Pero esto, ay, es Dinamarca, y el Primer Ministro, como la mujer del César, no sólo tiene que ser honesto, sino además parecerlo. Porque al día siguiente restituye el dinero, sí, 70.000 míseras coronas que al cambio son 9000 míseros euro. Más o menos lo que aquí gastaban los impresentables de las tarjetas black en un centollo y en una buena mamada. El caso del Primer Ministro es filtrado a la prensa danesa y el asunto explota justo antes de las elecciones generales. El partido liberal queda sentenciado en las urnas. Nadie ha robado nada, pero el votante se siente molesto. El dinero de la compra, al fin y al cabo, era suyo, y nadie le pidió permiso para tomarlo prestado. Los daneses, como se ve, hacen una lectura muy radical del concepto de lo público, una idea que aquí en España nos suena a chino mandarino, a cosa muy difusa y poco respetable. Allí, sin embargo, en la península de Jutlandia, la cosa pública vertebra el engranaje social, y por eso ellos están como están, y nosotros estamos como estamos. 

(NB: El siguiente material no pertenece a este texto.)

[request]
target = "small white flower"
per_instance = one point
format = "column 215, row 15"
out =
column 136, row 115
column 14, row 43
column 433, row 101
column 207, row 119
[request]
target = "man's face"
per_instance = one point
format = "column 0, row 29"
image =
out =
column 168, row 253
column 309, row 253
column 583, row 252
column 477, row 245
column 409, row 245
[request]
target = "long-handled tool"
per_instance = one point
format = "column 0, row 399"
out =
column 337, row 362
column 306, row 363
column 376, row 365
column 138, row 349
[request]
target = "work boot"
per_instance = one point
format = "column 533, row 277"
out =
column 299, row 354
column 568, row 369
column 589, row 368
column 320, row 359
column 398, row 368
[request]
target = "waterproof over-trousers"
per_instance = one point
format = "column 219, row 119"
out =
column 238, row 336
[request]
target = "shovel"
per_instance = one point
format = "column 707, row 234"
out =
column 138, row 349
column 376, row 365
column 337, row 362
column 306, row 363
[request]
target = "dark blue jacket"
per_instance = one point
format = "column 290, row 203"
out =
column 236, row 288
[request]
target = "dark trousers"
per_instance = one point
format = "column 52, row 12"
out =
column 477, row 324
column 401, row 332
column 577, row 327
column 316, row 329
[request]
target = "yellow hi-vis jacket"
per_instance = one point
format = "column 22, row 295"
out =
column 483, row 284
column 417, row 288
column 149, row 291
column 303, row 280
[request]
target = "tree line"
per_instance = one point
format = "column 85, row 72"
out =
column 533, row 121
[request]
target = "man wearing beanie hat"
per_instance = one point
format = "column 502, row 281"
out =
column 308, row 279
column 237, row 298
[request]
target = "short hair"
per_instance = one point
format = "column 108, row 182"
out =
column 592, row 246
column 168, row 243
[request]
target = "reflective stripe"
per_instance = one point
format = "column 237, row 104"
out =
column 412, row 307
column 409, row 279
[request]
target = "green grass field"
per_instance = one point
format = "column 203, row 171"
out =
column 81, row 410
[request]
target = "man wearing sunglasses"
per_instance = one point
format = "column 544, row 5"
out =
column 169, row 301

Una serie como Borgen sería imposible de rodar en España, porque nadie se creería los comportamientos honrados de nuestros políticos. Acostumbrados al latrocinio indisimulado de las comisiones, de los sobresueldos, de los pagos en B, que luego, un alto dignatario ibérico, con el dinero de todos, y sin afán de restituirlo, le pagara un bolso de Loewe a su señora, nos parecería poco más que una travesura, el desliz inocente de un hombre detallista y muy enamorado.